Macron 2017 Meeting Soutien Campagne 2:52
  • Copié
, modifié à
L'électorat d'Emmanuel Macron a "muté" depuis l'élection présidentielle 2017, analyse le politologue Jérôme Fourquet sur Europe 1, dimanche matin. D'un socle de gauche, sa base s'est déportée vers la droite, intégrant des électeurs qui n'avaient pas forcément voté pour lui il y a trois ans.
ANALYSE

Qui sont les soutiens d'Emmanuel Macron aujourd'hui ? Selon le politologue Jérôme Fourquet, ils "ne sont plus exactement les mêmes que ceux qui l'ont porté au pouvoir il y a trois ans". Pour le directeur du département "opinion et stratégies d’entreprise" de l'Ifop, invité du Grand entretien d'Europe 1 dimanche, cette véritable "mutation" représente un "phénomène" nouveau en termes de sociologie politique. Et permet d'y voir un peu plus clair sur les dynamiques actuelles, à moins de 600 jours de l'élection présidentielle.

"Nous avons assisté à l'émergence d'un nouvel électorat il y a trois ans, au moment de la présidentielle", retrace Jérôme Fourquet. "Ces électeurs venaient bien de quelque part ! Ils se sont agrégés autour d'Emmanuel Macron et une bonne partie venait de l'ancien centre et du MoDem, tandis qu'une majorité, pas loin des 50%, venait du centre gauche." À l'époque, au printemps 2017, le PS, comme ses électeurs, se déchire entre la candidature du "frondeur" Benoît Hamon et celle d'Emmanuel Macron. "C'était le temps du 'en même temps', et de gauche et droite."

Le même étiage, mais pas la même composition

En 2020, "le socle électoral du macronisme est à peu près au même étiage qu'il y a trois ans", poursuit l'auteur de L'Archipel français (éditions du Seuil).

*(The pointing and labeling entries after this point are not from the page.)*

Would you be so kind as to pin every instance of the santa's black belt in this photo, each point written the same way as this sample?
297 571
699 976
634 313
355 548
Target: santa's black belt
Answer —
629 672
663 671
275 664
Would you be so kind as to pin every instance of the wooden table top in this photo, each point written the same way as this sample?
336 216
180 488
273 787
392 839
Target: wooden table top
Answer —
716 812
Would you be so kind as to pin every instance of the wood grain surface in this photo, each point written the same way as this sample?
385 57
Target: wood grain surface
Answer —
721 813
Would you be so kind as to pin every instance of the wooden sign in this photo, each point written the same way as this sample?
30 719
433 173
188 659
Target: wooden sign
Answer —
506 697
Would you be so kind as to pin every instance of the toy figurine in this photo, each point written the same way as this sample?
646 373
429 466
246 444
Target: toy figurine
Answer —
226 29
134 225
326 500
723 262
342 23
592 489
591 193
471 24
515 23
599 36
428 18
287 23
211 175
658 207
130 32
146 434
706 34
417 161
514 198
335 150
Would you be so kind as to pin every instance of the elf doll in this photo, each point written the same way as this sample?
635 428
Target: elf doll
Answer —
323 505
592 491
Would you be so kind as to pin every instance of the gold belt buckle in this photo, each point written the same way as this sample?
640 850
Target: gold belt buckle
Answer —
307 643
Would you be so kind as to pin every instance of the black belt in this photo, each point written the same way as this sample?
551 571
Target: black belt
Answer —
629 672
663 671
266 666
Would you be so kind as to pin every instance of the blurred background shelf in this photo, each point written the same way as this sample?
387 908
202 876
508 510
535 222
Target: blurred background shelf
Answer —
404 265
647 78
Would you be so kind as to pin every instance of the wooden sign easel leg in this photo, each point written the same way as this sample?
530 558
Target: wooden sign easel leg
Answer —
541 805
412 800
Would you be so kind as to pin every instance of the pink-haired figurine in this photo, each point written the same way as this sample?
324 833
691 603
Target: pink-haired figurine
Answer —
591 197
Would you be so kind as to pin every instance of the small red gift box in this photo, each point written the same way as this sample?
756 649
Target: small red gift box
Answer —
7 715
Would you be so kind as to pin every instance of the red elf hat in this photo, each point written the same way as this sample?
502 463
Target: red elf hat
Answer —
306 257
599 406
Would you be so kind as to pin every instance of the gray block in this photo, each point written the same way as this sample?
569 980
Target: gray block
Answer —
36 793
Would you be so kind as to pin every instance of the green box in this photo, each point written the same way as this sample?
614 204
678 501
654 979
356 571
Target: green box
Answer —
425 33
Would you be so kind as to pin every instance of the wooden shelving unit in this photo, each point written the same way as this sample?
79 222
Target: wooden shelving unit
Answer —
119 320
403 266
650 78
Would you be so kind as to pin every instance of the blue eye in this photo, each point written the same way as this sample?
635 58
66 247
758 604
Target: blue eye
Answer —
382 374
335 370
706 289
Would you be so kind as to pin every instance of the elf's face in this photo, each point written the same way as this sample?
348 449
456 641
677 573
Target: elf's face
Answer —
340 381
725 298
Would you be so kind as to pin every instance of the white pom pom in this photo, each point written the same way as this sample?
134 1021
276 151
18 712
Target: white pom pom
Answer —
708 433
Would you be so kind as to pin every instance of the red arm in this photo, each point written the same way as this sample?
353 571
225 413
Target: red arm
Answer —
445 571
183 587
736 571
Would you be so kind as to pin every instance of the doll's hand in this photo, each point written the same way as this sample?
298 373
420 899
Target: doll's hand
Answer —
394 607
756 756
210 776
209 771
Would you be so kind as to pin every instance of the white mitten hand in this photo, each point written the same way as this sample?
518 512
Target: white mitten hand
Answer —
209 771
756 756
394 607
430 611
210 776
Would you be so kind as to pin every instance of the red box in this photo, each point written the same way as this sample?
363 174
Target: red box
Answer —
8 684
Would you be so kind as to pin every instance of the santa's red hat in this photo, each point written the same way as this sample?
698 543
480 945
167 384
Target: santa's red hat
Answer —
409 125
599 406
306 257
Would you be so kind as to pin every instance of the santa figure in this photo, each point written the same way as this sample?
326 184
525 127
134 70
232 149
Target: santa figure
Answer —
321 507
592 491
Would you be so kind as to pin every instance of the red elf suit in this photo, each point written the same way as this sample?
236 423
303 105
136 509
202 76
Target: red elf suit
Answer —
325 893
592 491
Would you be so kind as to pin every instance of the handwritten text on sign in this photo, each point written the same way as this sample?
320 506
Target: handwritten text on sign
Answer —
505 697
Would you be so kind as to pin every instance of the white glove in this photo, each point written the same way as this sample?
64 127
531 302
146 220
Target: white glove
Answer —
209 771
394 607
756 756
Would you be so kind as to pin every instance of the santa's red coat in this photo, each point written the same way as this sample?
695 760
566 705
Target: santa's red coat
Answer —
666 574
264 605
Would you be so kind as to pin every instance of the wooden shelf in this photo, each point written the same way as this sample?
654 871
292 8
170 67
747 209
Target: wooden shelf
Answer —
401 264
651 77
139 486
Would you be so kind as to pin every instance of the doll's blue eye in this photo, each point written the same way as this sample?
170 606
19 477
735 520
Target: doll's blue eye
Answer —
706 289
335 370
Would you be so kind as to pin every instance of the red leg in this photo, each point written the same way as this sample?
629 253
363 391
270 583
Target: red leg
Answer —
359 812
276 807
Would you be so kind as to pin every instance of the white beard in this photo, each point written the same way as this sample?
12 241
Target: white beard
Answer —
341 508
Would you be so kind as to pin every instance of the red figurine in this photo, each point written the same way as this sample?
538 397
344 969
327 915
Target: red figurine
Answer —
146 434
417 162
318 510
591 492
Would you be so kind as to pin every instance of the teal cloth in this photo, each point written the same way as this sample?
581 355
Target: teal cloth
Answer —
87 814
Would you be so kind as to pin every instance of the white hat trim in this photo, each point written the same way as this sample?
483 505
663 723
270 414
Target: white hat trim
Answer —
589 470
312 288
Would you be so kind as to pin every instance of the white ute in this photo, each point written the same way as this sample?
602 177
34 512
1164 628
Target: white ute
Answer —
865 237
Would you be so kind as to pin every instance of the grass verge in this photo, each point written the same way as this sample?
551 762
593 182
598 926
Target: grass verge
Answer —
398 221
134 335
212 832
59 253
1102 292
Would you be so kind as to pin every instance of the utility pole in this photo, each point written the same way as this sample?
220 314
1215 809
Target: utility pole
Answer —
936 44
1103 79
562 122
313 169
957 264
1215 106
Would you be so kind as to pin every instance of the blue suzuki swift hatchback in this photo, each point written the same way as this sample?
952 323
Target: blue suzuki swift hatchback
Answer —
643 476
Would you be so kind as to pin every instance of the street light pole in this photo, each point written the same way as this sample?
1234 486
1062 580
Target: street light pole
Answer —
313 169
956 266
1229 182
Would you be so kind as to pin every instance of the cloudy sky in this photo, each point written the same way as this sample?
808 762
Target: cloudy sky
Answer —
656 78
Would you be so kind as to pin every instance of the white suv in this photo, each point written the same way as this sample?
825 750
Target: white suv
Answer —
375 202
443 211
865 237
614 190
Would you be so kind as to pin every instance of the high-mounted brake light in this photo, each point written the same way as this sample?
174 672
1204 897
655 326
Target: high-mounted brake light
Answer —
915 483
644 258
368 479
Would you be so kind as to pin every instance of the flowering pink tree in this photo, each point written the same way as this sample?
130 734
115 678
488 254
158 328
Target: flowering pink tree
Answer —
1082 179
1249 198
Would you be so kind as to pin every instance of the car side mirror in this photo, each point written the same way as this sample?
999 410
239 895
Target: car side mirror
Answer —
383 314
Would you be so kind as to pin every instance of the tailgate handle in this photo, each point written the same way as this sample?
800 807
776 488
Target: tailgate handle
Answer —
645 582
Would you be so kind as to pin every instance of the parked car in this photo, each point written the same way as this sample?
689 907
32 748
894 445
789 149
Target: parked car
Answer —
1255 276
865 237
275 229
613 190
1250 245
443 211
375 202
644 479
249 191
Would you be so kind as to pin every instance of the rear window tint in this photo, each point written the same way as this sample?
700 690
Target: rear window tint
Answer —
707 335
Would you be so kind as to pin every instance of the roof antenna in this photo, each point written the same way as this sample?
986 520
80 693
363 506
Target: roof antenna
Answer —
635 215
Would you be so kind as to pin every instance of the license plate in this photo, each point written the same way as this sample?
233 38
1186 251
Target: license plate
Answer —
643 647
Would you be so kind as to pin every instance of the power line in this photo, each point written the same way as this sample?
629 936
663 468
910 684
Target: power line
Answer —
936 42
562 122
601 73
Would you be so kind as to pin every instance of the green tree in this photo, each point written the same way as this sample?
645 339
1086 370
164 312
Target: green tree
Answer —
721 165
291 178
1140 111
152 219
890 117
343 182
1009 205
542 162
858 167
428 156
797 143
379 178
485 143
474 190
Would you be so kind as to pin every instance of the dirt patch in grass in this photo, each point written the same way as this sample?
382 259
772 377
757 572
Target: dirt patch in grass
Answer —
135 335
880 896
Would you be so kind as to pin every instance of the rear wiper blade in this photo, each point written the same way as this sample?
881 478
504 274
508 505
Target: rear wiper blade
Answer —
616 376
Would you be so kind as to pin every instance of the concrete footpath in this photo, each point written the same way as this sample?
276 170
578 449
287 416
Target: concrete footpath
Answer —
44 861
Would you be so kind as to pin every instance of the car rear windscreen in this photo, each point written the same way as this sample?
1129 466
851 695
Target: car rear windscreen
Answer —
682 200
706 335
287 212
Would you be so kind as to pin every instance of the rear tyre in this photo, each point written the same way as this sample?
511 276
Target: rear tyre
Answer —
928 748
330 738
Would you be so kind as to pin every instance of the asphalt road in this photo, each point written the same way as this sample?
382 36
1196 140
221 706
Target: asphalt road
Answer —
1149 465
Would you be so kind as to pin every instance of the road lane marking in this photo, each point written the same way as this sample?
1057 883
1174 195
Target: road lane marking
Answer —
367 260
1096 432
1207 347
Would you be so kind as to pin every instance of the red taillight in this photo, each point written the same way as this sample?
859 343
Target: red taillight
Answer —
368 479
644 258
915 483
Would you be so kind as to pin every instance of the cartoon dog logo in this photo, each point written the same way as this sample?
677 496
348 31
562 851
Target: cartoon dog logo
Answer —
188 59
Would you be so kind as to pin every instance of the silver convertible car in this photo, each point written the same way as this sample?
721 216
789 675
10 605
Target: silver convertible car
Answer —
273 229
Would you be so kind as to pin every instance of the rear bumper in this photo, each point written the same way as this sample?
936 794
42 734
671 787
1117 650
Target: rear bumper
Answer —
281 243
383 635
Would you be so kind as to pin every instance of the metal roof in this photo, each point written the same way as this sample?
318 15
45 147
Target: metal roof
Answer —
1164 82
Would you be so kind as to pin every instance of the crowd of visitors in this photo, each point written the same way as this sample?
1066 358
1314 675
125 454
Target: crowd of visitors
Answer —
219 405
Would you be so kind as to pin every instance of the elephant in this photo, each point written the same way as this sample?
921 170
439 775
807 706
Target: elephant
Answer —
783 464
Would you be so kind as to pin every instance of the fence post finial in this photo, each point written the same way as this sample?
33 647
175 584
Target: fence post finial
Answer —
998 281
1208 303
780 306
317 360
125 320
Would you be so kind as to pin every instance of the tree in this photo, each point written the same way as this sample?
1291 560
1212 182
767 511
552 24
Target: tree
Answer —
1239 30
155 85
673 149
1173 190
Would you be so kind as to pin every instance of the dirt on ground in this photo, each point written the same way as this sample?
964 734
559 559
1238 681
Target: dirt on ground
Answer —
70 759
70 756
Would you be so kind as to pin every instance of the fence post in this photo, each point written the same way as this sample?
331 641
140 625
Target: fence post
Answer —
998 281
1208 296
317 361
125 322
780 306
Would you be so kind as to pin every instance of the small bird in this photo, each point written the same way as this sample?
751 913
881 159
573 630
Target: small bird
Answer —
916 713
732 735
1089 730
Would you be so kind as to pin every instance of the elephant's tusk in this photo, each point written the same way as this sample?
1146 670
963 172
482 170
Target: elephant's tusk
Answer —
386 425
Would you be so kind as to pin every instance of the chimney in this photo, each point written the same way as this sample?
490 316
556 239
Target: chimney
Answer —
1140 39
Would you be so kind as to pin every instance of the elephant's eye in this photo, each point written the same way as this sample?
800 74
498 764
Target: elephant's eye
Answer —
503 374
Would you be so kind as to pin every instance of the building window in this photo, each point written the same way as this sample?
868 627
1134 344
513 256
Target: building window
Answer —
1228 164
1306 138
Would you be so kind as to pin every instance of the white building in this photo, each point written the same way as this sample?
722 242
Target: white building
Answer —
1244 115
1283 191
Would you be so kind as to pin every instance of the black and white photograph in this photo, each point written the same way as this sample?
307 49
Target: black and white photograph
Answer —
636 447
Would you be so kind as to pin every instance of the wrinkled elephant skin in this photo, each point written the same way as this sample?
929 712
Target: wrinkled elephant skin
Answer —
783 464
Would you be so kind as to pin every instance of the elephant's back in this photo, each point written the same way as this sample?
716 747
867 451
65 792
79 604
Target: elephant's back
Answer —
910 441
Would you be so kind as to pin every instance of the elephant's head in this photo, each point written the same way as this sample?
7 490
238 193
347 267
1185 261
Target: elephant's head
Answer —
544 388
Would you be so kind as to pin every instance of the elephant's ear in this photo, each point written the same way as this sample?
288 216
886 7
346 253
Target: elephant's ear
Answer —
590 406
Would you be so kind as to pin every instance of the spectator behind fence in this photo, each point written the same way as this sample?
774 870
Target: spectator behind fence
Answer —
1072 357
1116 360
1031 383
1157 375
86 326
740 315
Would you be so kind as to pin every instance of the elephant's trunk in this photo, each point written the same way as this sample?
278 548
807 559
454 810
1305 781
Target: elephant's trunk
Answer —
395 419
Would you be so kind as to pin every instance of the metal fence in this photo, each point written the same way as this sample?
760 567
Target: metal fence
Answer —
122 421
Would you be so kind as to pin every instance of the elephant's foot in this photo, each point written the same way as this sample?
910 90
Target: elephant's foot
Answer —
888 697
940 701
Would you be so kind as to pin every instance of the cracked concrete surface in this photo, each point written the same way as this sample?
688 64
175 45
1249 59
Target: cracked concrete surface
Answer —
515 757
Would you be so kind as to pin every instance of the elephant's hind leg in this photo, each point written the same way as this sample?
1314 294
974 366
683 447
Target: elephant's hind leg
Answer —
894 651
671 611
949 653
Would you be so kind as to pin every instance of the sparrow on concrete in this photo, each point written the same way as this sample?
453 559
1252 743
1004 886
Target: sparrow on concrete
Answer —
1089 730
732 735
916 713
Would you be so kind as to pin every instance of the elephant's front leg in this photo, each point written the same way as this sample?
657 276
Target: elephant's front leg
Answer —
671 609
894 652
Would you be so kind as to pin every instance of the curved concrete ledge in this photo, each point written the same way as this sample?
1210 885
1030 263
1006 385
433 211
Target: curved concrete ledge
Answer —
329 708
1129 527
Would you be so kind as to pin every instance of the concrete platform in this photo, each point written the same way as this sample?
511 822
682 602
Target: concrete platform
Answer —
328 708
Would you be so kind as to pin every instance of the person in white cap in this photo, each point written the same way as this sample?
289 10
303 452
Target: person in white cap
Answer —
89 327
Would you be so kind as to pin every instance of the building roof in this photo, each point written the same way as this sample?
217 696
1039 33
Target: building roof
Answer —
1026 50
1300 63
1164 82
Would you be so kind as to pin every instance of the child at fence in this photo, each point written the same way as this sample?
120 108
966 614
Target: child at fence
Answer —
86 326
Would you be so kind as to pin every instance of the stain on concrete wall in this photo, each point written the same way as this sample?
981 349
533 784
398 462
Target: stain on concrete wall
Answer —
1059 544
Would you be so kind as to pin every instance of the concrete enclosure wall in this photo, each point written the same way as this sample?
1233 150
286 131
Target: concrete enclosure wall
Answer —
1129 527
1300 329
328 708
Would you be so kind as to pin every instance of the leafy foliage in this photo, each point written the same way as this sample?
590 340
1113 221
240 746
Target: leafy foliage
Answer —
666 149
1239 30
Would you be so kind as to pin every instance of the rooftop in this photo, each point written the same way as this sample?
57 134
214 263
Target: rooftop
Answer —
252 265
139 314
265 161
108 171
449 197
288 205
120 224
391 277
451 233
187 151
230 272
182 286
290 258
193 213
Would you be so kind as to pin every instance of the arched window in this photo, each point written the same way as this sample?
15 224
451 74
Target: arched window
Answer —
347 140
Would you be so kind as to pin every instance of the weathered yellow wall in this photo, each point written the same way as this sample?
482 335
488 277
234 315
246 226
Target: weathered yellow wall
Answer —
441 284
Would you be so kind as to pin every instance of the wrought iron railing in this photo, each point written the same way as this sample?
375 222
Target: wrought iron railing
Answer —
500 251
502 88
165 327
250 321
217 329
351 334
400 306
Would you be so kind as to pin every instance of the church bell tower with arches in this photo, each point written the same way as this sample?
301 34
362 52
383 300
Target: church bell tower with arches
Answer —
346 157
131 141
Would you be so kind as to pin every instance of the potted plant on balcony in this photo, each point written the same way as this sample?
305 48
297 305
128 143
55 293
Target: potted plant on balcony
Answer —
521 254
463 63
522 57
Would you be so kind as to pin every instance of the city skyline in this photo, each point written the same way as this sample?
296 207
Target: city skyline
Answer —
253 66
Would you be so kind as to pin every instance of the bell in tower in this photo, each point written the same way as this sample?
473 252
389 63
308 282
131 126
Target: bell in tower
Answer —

Le score réalisé lors des élections européennes de 2019 (23,34%) est en effet similaire à celui du premier tour de la dernière présidentielle (24,01%).

" Toute une partie importante des gens qui votaient pour lui et qui venaient de la gauche l'ont quitté "

Mais, dans le même temps, "nous avons une recomposition de cet électorat, en l'espace de trois ans", détaille Jérôme Fourquet au micro Europe 1 de Charles Villeneuve. "Il ne s'est pas désagrégé, il a muté : les enquêtes nous montrent qu'il y a un déplacement à droite de cet électorat. Les soutiens d'Emmanuel Macron sont plus à droite. Toute une partie importante des gens qui votaient pour lui et qui venaient de la gauche l'ont quitté, parce qu'ils ont un bien vu que le centre de gravité s'était déporté. Ils ont été remplacés par des électeurs qui n'avaient pas forcément voté pour lui et qui venaient plutôt de la droite."

Un "pragmatisme" cher à la droite

Reste à savoir si ce "déplacement du centre de gravité" de l'électorat s'explique davantage par un mouvement de la société française vers la droite ou par une politique qui plaît davantage à la droite qu'à la gauche. "La stratégie d'Emmanuel Macron vise à conquérir cet électorat, qui se reconnaît davantage dans la ligne politique et les personnalités choisies", estime le politologue, qui insiste sur la valeur cardinale du "pragmatisme" à droite. "Ils ont vu qu'Emmanuel Macron ne vient pas de chez eux, mais tant qu'il tient les rênes du pays dans une situation économique et sociale déprimée, (…) les électeurs s'en satisfont."